A l’intérieur de chaque pays les schémas relatifs à l’avortement sont variables. Au Brésil par exemple, dans les régions du nord et du nord-est, caractérisées par leurs niveaux de pauvreté plus élevés, le taux d’avortement a augmenté plus que la moyenne nationale. Bien que le taux ait aussi augmenté à Rio de Janeiro, il n’a pas changé de manière significative à Sao Paulo. Dans le sud, la région la plus développée et avec le plus grand pourcentage de population d’origine européenne, on observe une baisse légère mais stable après 1980. Le taux en 1991 était descendu au dessous de la moyenne nationale. Dans la région atlantique de la Colombie les taux d’avortement se sont stabilisés et ont connu de très faibles variations. Mais dans la région centrale et à l’est le taux a considérablement augmenté à partir du milieu des années 1980. Les zones du Pacifique et de Bogota, pour leur part, enregistrent une diminution progressive à partir du milieu des années soixante-dix.

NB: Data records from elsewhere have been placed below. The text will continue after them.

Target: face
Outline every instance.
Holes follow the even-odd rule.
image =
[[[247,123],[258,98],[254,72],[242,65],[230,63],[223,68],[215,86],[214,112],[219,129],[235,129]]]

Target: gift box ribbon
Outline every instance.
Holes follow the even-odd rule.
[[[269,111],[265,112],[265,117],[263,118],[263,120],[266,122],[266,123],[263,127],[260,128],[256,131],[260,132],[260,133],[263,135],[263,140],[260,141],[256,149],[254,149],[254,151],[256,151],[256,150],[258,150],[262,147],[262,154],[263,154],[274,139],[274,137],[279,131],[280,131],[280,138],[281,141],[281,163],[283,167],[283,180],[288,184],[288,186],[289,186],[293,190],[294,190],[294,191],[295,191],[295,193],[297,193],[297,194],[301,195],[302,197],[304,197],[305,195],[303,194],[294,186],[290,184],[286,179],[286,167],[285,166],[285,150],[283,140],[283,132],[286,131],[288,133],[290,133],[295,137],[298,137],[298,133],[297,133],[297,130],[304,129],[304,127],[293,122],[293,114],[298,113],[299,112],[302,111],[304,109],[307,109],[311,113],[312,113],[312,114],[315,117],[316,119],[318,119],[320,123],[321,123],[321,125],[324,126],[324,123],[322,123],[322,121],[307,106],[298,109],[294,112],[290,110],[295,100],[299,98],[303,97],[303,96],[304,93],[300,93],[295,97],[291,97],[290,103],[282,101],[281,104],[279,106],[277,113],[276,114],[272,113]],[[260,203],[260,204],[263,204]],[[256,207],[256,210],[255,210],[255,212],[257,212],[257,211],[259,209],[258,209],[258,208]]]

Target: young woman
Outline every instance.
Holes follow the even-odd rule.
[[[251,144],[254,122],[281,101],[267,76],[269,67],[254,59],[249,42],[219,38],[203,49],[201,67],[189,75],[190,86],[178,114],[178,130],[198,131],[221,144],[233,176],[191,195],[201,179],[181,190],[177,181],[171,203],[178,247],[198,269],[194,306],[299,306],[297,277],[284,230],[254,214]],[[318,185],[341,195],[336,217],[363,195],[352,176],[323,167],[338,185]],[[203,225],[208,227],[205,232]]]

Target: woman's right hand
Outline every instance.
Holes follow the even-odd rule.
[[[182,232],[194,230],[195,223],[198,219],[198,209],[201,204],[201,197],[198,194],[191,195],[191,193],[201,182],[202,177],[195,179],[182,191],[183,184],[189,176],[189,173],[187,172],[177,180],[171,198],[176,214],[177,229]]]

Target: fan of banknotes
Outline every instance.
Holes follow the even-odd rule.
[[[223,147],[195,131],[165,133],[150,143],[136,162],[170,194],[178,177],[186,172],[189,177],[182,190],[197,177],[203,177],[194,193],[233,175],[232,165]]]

Dans le cas mexicain, l’augmentation du taux d’avortement entre 1977 et 1987 est presque exclusivement du au changement de tendances des régions du sud-est et de la capitale (District Fédéral et Zone Métropolitaine comprise), qui sont les seules à avoir enregistré une augmentation marquée de ce taux dans l’intervalle. Dans les autres régions du pays, à l’exception du nord-est, les taux d’avortement sont restés relativement stables, avec un niveau bas-modéré pendant les années 1980.

Depuis le milieu des années 1980 et jusqu’au début des années 1990, le sud-est et la capitale ont été les seules régions où le taux d’avortement a fortement diminué ; en revanche les autres régions ont connu de légères hausses. Pour Singh et Sedgh (1997), ce comportement indique certaines caractéristiques de ces agglomérations qui peuvent avoir une influence sur l’avortement, comme une plus grande éducation de la femme et une meilleure qualité des services de planning familial, ce qui contribue à une plus grande utilisation des contraceptifs. La tendance n’est cependant pas si nette dans le cas du Brésil. Comme le formulent Ahman et Shah (2002), cela pourrait être lié à la pratique fréquente de stérilisation du pays. Ce fait, suggéré dans l’étude, aurait comme conséquence qu’un plus grand nombre de femmes avortent pour espacer leur descendance avant de limiter leurs grossesses par la stérilisation.

En revanche, comme le montre le tableau 3, les ratios d’avortement ont fortement augmenté pendant la période de l’étude dans les trois pays concernés. C’est au Brésil que l’augmentation a été la plus forte pendant la dernière période. Cette tendance à la hausse est certainement liée à une diminution du nombre de naissances vivantes, combiné à une augmentation ou une stabilité des taux d’avortement dans beaucoup de régions de ces pays. Tandis que depuis la fin des années 1970 le ratio d’avortement dans chacun des pays a été de 10 à 18 cas pour 100 grossesses, au début des années 1990 il a augmenté de 18 à 31 avortements pour 100 grossesses.

Lorsqu’on analyse les résultats à l’intérieur des pays, les ratios d’avortement ont augmenté dans cinq des six régions considérées au Brésil; dans trois des cinq régions colombiennes et dans quatre des cinq régions mexicaines. Dans certaines régions, où les taux d’avortement ont commencé à baisser ou à se stabiliser (le sud du Brésil ; Bogota et la zone Pacifique en Colombie ; le sud-ouest et la capitale au Mexique), les ratios d’avortement se sont aussi stabilisés ou ont baissé depuis les années 1980. Cependant, au début des années 1990, une proportion importante de grossesses dans les trois pays –presque un tiers au Brésil, un quart en Colombie et près d’un cinquième au Mexique- se sont terminées par un avortement.